Fancy making your own bread for French toast? Give my Sourdough Recipe for Beginners a try! For an equally celebratory, but less eggy breakfast treat, try these Belgian waffles. It’s another topping free-for-all! I constantly find myself persevering to finish a sourdough loaf. I will eat sourdough toast until my teeth shatter. I will crumb stale slices until the freezer is full. I will cast croutons into soup well beyond soup weather.  Until now. Sourdough French toast is a revelation that has changed my life. OK, a bit of an overstatement, but it is a big deal!

What is French toast?

Despite its obviously French title, the first French toast recorded was, in fact, in Rome.
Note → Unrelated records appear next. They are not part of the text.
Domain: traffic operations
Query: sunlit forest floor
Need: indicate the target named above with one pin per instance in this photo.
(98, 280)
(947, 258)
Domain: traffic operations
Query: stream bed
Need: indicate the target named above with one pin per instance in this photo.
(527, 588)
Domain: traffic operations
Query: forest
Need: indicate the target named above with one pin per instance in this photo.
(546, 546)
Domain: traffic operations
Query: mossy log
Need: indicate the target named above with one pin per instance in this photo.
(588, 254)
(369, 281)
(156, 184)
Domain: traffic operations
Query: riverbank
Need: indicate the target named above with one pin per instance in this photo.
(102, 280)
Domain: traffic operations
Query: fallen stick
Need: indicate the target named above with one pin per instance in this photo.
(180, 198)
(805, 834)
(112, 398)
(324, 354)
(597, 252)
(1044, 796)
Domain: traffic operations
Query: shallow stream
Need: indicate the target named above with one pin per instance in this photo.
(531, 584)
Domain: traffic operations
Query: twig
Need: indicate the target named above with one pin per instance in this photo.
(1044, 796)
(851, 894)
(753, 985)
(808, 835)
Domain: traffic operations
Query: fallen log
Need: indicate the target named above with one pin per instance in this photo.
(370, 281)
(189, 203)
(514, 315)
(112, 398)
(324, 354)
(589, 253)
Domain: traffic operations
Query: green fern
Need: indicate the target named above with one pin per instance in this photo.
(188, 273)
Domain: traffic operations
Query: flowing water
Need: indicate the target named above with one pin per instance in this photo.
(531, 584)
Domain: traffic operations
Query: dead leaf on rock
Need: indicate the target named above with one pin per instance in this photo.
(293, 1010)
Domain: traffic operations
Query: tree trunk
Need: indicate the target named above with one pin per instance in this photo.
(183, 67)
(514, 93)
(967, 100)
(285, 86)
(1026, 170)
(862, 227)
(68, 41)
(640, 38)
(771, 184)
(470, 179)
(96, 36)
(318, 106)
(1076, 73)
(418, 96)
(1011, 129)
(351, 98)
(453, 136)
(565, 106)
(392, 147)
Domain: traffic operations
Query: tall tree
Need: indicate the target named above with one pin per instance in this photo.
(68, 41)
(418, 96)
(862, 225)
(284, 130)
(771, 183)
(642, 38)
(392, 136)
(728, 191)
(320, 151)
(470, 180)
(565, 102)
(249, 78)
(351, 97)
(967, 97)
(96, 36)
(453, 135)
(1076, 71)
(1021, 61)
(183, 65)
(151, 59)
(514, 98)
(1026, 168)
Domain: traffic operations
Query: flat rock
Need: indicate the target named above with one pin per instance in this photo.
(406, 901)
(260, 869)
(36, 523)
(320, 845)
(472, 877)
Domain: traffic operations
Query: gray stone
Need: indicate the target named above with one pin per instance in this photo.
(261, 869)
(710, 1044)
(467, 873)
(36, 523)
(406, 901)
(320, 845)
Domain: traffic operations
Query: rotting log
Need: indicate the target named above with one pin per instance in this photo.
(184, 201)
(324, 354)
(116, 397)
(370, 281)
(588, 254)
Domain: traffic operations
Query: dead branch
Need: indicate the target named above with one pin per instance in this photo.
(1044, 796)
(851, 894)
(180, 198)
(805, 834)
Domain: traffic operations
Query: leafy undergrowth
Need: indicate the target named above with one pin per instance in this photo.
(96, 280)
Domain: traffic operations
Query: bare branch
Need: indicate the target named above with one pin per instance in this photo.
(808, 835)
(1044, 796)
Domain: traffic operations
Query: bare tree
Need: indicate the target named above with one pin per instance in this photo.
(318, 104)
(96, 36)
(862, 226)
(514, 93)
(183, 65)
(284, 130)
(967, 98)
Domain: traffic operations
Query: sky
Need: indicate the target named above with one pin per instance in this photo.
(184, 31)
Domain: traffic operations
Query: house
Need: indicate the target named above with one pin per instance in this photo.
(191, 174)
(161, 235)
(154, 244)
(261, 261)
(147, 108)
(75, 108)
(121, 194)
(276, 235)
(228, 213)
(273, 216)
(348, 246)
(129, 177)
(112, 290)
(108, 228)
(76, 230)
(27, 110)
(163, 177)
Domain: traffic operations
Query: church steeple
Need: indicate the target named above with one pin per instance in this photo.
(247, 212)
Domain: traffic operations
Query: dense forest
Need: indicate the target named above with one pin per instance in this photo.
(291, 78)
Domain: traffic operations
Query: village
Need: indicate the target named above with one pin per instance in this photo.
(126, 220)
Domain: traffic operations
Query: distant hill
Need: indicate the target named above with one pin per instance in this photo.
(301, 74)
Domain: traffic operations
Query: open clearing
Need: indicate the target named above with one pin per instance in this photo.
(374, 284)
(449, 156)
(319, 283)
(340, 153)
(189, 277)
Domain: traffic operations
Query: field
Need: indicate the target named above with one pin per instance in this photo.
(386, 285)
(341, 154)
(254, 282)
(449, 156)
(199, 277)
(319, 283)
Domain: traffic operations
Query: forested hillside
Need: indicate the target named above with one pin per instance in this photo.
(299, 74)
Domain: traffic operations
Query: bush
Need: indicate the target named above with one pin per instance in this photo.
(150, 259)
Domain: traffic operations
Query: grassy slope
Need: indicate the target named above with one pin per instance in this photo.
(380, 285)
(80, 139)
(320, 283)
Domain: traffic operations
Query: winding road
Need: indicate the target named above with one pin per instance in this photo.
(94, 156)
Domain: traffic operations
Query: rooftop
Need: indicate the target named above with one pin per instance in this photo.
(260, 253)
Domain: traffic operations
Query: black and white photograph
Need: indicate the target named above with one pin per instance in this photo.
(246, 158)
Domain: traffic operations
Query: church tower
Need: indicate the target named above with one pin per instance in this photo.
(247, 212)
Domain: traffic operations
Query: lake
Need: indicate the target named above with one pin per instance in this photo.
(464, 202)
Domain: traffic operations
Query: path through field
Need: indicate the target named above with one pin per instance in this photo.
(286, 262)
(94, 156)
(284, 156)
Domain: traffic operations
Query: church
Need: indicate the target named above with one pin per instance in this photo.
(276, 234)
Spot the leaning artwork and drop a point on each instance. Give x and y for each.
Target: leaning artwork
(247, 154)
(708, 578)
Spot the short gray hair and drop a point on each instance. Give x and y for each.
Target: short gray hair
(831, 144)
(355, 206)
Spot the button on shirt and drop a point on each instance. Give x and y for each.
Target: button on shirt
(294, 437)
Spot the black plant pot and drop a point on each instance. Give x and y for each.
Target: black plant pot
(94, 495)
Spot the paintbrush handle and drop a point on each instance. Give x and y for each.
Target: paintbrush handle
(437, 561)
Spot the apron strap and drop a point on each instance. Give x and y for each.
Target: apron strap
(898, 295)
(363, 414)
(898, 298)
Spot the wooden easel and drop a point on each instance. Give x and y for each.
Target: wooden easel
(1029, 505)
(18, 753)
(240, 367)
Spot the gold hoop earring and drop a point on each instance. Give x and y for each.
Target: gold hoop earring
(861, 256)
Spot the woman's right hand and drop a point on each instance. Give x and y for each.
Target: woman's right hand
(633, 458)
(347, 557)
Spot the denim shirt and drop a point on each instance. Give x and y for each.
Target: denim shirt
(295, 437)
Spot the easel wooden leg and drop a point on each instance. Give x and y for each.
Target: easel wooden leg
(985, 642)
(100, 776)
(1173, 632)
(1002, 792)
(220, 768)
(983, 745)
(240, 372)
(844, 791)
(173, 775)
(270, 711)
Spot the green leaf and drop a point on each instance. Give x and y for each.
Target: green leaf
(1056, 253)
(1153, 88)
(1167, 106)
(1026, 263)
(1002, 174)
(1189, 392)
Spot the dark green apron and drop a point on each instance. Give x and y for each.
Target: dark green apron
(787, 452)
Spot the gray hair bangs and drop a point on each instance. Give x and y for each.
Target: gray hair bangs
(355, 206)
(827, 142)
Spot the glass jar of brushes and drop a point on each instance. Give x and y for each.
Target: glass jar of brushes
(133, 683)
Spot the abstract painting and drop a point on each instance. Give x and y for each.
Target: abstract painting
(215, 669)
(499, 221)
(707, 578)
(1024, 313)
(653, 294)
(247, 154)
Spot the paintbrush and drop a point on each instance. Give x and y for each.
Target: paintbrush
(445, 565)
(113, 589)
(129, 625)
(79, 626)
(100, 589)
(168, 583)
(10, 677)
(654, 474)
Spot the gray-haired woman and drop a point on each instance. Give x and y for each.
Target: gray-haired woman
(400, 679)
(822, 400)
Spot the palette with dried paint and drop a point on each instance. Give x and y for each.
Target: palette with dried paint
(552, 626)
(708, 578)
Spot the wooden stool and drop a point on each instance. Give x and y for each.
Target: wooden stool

The French adopted it as ‘Roman Bread’ and eventually renamed it pain perdu, as it’s known there today. The exact translation is ‘lost bread’, alluding to the idea that the bread is stale, or worthless.  And that is what makes your never-ending sourdough loaf the ideal bread for a French toast recipe. As fresh bread is moist and bouncy, adding it to egg turns it to mush and on frying it pure disintegrates into little eggy islands in butter. Yuck. A firm and stale sourdough will hold the egg and its shape resulting in a deliciously sweet or savoury mouthful. Beautifully golden French toast can be achieved with other breads or other bread products, like stale brioche or crumpets. But for me, sourdough is the answer to my stale bread prayers. 

How to make it

The main skill required for making French toast is the art of multi-tasking. Once you have your bread sliced, egg mixture mixed, crème fraiche swirled with maple syrup and your frying pan hot, it’s focus time. The last thing you want is your first slice of French toast to be cold at the point of eating. So, get organised. Decide whether you are going to plate up and garnish yourself, or if you’re going family-style with the crème fraiche, fruit and extra maple syrup on the table. Then set up your production line: bread, egg, pan, plate. Let’s do a walk through: one slice of bread goes in the egg. It soaks for one minute on one side and then flip for up to two or three depending on the thickness of the slice and just how stake it is! The egg-soaked slice goes into the hot butter in the frying pan. And you go back to the start (bread in the egg). Keep an eye on the slice in the pan. When it is a tempting golden brown, flip it. A treacle-tinted, crispy edged toast is what’s desired. Move the first slice to a plate, the second to the pan, and the third to the egg mix.   If you have loads of hungry folk to feed, pre-heat your oven to 170F/80C and stash the cooked ones in there. 

Recipe variations

There is a danger of over ambition here. A towering edifice of banana, peanut butter, chocolate sauce, whipped cream, sliced strawberries, sprinkles and a cherry on top is going to result in more than a little discomfort and a filling.  So, my formula for a restrained yet satisfying French toast topping is: a hero, or star of the show, in this case maple crème fraiche. The love interest, I’ve employed red berries. And a sidekick; an extra dousing of maple syrup. Nominees for each category are: Hero: breakfast meats, like bacon or sausage; soft cheeses like ricotta; or cream; or ice cream. Love interest: fresh fruits, or spreads like hazelnut chocolate; cookie spread; jam etc. Sidekick: syrups; sauces; or extras like chopped nuts; sprinkles; or chocolate chips.

Storage and leftovers

As if you needed any excuse- it all has to go! Leftover cold eggy bread is not a good thing. Don’t spoil it for yourself. Get it while it’s hot!